Boeing has won an $11 million judgement against MD Helicopters Inc. (MDHI) over the rights to its AH-6i Light Attack Reconnaissance helicopter, with an arbitration panel ruling that the aerospace giant owns the intellectual property and right to produce the type, and that MDHI must stop interfering with Boeing’s attempts to do so.

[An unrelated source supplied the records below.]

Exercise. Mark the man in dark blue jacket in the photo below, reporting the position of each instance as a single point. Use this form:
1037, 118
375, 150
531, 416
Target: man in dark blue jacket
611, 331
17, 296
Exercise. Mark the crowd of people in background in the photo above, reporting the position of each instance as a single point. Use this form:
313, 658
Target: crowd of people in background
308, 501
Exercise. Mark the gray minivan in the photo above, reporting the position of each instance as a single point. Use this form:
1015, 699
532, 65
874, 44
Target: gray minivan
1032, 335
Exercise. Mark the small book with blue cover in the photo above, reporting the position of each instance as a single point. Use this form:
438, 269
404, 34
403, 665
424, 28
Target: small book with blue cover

The action was the latest in the two companies’ ongoing dispute into the legacy of a 2005 agreement, in which MDHI sold Boeing ownership of the underlying intellectual property needed to build the Mission Enhanced Little Bird (based on the MD 530F) – and the right to make and sell any aircraft derived from it. The Mission Enhanced Little Bird (MELB), also known as the AH-6M, was created in the 1990s as a vehicle for U.S. Army Special Forces. It enhanced the mission performance of the AH-6 Little Bird by adding components from the more powerful 600N to the MD 500 series airframe.
The panel was asked to resolve two primary issues: if Boeing has the right to make and sell the AH-6i Little Bird, and whether Boeing must disclose all improvements it has made to the Mission Enhanced Little Bird (MELB) to MDHI.
Finding in Boeing’s favor, the panel decided that the AH-6i was directly derived from the MELB. In addition to making MDHI pay Boeing’s $4.2 million arbitration costs (and its own $7.4 million costs), the arbitrators ordered the OEM to provide Boeing with all MELB tooling, one set of common tooling, and one set of tooling drawings by April 30.